CBO Teórica 2 - Prova de Especialidades da Oftalmologia — Prova 2013
Paciente do sexo masculino, 24 anos de idade, sem uso de lentes de contato gelatinosas há 90 dias, apresenta: refração sob cicloplegia: OD = -14,00DE -1,50DC (180 graus) OE= -13,00DE -2,00DC (150 graus) espessura central da córnea (paquimetria ultrassônica): OD = 498 micrômetros OE = 487 micrômetros ceratometria central: OD = 42,50 x 42,00 ( 180 graus) OE = 42,00 x 41,50 (150 graus) Com relação à possibilidade de correção cirúrgica do erro refracional, pode-se afirmar:
Alta miopia + córnea fina → contraindicação para Excimer Laser total (risco de ectasia).

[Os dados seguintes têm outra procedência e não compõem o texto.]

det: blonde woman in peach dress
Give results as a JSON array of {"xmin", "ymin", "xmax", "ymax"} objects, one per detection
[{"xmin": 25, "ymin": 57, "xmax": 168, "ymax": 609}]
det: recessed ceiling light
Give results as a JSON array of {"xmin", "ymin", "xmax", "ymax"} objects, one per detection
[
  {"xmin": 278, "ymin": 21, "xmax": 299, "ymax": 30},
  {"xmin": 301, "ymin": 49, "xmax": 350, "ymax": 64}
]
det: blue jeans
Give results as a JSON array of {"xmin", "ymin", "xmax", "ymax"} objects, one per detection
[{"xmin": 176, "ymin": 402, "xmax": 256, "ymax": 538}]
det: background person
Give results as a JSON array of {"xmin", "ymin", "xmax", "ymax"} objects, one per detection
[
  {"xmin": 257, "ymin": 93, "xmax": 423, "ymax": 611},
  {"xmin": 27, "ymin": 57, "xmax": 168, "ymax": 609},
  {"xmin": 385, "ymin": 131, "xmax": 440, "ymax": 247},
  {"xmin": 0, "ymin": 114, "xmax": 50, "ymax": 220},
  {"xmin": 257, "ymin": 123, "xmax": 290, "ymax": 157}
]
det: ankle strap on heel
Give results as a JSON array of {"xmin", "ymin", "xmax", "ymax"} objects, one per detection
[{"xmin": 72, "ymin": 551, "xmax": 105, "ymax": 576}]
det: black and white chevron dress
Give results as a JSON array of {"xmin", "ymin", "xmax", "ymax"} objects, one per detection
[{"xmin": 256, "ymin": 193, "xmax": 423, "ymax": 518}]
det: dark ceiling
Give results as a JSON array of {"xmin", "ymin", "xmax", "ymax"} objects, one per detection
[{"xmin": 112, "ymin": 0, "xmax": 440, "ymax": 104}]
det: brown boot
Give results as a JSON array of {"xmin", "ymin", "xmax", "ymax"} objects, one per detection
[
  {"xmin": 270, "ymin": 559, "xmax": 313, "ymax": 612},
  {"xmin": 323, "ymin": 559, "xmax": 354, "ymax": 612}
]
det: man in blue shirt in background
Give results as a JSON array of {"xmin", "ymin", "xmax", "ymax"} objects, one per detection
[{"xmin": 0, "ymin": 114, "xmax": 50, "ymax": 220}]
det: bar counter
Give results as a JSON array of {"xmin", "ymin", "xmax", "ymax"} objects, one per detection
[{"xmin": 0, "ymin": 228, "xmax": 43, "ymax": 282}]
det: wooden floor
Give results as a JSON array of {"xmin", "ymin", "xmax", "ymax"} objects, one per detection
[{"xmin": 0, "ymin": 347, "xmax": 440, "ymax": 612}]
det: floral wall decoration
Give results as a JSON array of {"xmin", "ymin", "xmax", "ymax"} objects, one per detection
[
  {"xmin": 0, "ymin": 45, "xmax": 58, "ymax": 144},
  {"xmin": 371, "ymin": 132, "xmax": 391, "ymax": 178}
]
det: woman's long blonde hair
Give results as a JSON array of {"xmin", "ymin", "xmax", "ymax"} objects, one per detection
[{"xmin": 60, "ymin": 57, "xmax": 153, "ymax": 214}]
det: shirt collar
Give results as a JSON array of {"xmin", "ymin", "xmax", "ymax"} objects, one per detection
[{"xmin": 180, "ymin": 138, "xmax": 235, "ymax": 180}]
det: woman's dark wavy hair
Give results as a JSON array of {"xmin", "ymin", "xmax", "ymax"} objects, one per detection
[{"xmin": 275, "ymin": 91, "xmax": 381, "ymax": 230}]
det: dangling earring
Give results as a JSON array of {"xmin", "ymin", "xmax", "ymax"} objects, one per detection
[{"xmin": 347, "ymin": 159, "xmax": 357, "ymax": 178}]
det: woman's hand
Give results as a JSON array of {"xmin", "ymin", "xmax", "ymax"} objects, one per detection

Pacientes com alta miopia e espessura corneana reduzida não possuem margem de segurança para ablação total por laser, pois o leito estromal residual ficaria abaixo do limite seguro.
O planejamento em cirurgia refrativa exige uma análise rigorosa da relação entre o erro refracional e a arquitetura corneana. A regra de Munnerlyn estima que para cada dioptria corrigida, cerca de 12 a 15 micrômetros de tecido central são removidos. Em um paciente com -14,00 dioptrias, a ablação central ultrapassaria 180 micrômetros, o que, somado ao flap do LASIK, deixaria um leito residual perigosamente fino.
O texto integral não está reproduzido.